Fig. 4. — Counterflow of GFP-NP on dilution. (A) Nuclei that had reached steady state in accumulation of GFP-NP ([C]^C = 600 nM) were transferred to a new extract with [C]^C reduced by a factor of 5. GFP-NP left the nucleus, and its concentration resettled at a new steady state. (See also SI Movie 2.) (B) The counterflow assay was performed for dilutions factors of 2 (circles), 2.5 (squares), and 5 (triangles), all beginning from 600 nM original cytosolic concentration of GFP-NP. In each case the nuclear concentration dropped by the same factor, so their ratios follow a line of slope unity (dashed line).
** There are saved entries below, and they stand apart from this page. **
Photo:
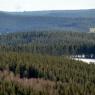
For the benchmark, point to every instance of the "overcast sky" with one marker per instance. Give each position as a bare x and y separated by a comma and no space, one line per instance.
34,5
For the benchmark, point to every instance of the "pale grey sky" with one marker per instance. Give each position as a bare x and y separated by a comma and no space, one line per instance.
34,5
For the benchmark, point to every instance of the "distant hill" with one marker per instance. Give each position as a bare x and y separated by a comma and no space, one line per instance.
59,20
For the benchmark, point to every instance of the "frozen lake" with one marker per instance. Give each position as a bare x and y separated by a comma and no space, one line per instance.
85,60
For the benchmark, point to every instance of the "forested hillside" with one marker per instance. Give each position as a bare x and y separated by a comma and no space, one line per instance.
77,20
52,43
29,74
38,63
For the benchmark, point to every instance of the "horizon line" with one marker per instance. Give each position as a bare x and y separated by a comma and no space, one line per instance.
47,10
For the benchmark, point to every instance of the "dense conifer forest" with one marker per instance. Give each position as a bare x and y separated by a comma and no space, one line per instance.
37,63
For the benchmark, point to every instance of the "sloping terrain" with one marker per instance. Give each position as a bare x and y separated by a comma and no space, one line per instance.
79,21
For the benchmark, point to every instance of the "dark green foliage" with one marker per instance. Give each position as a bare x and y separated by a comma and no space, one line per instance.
70,77
53,43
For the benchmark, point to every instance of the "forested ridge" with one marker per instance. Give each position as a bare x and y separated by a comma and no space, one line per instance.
52,43
37,63
51,75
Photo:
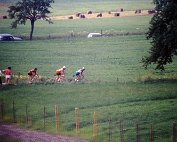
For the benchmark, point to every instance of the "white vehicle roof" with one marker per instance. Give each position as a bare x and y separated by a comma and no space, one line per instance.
94,35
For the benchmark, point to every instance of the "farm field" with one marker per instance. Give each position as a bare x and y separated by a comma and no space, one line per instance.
67,7
114,76
116,86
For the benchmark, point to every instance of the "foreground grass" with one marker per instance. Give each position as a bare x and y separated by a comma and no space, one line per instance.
116,87
80,28
145,104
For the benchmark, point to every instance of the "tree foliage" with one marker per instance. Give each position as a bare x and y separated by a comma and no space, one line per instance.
30,10
163,34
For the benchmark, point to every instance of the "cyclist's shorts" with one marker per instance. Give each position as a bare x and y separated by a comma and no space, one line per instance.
77,73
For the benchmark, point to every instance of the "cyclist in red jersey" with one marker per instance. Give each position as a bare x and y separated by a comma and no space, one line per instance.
32,74
8,75
60,73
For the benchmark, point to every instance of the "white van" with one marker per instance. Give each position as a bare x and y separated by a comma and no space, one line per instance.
94,35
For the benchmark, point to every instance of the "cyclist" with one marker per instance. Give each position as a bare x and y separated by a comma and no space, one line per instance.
79,74
60,74
32,74
8,75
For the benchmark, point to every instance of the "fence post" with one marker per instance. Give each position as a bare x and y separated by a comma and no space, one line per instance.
77,120
57,119
110,129
137,133
121,131
26,114
2,109
174,132
94,125
44,117
14,114
152,134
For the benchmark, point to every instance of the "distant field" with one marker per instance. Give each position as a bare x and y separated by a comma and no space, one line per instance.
67,7
116,85
65,28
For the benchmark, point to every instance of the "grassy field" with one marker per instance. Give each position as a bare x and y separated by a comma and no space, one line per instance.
114,76
66,28
116,87
65,7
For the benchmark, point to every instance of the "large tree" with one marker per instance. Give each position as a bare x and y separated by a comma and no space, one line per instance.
163,34
30,10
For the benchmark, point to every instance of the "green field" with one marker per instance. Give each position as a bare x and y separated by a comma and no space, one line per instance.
65,7
116,86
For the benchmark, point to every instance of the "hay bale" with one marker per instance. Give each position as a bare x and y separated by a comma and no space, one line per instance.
4,17
82,16
152,11
70,17
117,14
99,15
121,10
89,12
78,14
137,11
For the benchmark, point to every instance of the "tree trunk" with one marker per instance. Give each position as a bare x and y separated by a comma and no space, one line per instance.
32,29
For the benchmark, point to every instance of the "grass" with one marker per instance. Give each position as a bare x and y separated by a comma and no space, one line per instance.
66,28
114,76
116,87
65,7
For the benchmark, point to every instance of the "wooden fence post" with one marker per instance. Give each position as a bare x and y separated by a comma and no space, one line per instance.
26,114
44,118
121,131
174,132
2,109
110,129
57,119
77,120
14,112
94,125
151,134
137,133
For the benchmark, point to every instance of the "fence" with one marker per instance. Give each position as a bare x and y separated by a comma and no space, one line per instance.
53,120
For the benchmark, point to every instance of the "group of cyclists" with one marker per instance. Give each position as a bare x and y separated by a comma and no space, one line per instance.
33,75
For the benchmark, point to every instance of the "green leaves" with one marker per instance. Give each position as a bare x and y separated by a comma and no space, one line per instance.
30,10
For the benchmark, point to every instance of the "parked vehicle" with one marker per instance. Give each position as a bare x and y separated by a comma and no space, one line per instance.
9,37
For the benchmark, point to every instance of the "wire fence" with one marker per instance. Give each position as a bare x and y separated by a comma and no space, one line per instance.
52,120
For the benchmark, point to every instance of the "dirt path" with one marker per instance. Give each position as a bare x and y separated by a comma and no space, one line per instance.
32,136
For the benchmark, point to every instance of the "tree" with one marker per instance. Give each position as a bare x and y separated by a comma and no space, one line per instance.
163,34
30,10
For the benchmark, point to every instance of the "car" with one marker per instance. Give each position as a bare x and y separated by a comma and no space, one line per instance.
9,37
94,35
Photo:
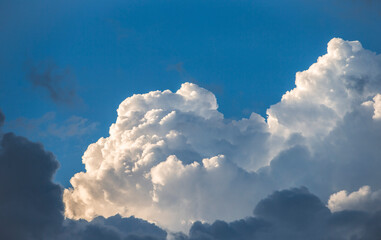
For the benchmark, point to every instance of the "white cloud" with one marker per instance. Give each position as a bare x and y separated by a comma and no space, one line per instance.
362,200
172,158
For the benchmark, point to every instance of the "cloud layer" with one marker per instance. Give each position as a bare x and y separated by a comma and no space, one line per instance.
172,158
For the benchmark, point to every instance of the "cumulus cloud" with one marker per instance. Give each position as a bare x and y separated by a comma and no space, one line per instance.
172,158
362,200
58,83
31,204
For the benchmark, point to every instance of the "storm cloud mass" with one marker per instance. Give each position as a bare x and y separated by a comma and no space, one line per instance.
173,159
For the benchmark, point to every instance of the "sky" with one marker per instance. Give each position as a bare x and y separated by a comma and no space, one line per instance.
161,117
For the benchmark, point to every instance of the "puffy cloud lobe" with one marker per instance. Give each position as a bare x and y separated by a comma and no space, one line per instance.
31,204
165,150
171,156
292,214
362,200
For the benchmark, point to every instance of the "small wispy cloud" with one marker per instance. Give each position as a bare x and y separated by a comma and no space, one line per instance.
48,125
57,82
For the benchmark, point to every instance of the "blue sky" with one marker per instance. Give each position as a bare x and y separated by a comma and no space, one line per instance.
245,52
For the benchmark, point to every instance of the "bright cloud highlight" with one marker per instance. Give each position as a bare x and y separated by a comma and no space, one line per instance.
172,158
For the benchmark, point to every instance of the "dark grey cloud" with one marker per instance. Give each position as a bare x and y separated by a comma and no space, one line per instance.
292,214
114,227
31,205
58,83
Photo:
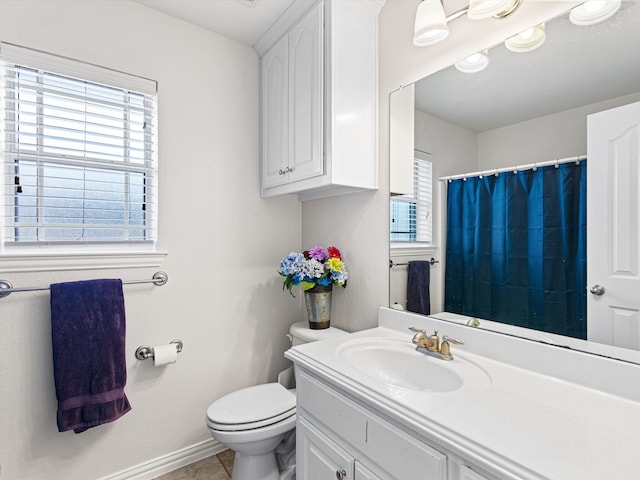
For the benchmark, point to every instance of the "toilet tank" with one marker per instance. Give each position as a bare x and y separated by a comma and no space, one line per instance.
300,333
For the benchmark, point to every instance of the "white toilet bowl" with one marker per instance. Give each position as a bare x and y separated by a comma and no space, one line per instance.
253,421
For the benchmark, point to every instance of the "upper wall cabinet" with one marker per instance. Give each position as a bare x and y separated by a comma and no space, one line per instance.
319,99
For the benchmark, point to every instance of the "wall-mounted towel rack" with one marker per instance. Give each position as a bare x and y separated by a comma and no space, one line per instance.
392,264
6,288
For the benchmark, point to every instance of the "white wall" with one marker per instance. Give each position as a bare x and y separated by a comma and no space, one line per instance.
560,135
224,298
401,64
453,149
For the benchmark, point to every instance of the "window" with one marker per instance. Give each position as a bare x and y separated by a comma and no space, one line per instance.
78,154
411,217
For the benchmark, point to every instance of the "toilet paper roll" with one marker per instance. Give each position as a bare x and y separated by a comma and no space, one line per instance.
165,354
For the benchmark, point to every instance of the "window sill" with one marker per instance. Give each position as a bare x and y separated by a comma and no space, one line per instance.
59,261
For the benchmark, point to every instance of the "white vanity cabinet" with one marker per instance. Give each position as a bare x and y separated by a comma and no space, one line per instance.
319,99
338,438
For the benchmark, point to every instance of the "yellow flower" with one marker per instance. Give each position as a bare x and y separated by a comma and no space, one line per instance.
335,264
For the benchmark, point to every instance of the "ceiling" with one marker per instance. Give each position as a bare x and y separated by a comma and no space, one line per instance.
576,66
242,20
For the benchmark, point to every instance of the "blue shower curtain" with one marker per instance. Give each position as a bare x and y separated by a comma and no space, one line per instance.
516,248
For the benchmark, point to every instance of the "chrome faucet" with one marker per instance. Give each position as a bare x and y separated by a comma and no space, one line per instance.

In a second test we studied the flux balance with minimal intervention by following kinetics of fluorescence recovery in the nucleus after photobleaching (Fig. 5A; see also SI Movie 3). Although this technique is normally applied to measure diffusivity in a single medium, here we bleached an isolated chamber, the nucleus, and detected the influx of fresh fluorescent proteins from the cytosolic reservoir. We allowed an import assay to proceed to a concentration approaching saturation and then photobleached the accumulated cargo at a single point. The nucleus darkened throughout, confirming the mobility of the tracer cargo. Photobleaching rendered the accumulated nuclear GFP-NP invisible, causing a downward shift of the measured fluorescence intensity in the nucleus (bleach step, Fig. 5A). The darkened proteins remain otherwise unchanged, however. If cargo accumulation were irreversible, then on recovery the accumulation curve would continue to follow its original exponential approach to saturation according to Eq. 1, minus the shift (dashed line in Fig. 5A). Strikingly, we observed that reaccumulation of fluorescent GFP-NP instead retraced the original curve closely, as if from time 0. A similar recovery was observed in >30 assays with [C]^C ranging from 4 nM to 1.5 μM. The total concentration of dark and bright GFP-NP is not sensitive to the bleaching manipulations, so their sum must continue to follow the first-order kinetics appropriate to the relevant [C]^C. Therefore, the fast influx of fluorescent cargo requires a concomitant efflux of the darkened molecules. The photobleaching assay thus provides noninvasive, unambiguous evidence for bidirectional exchange across the nuclear pores.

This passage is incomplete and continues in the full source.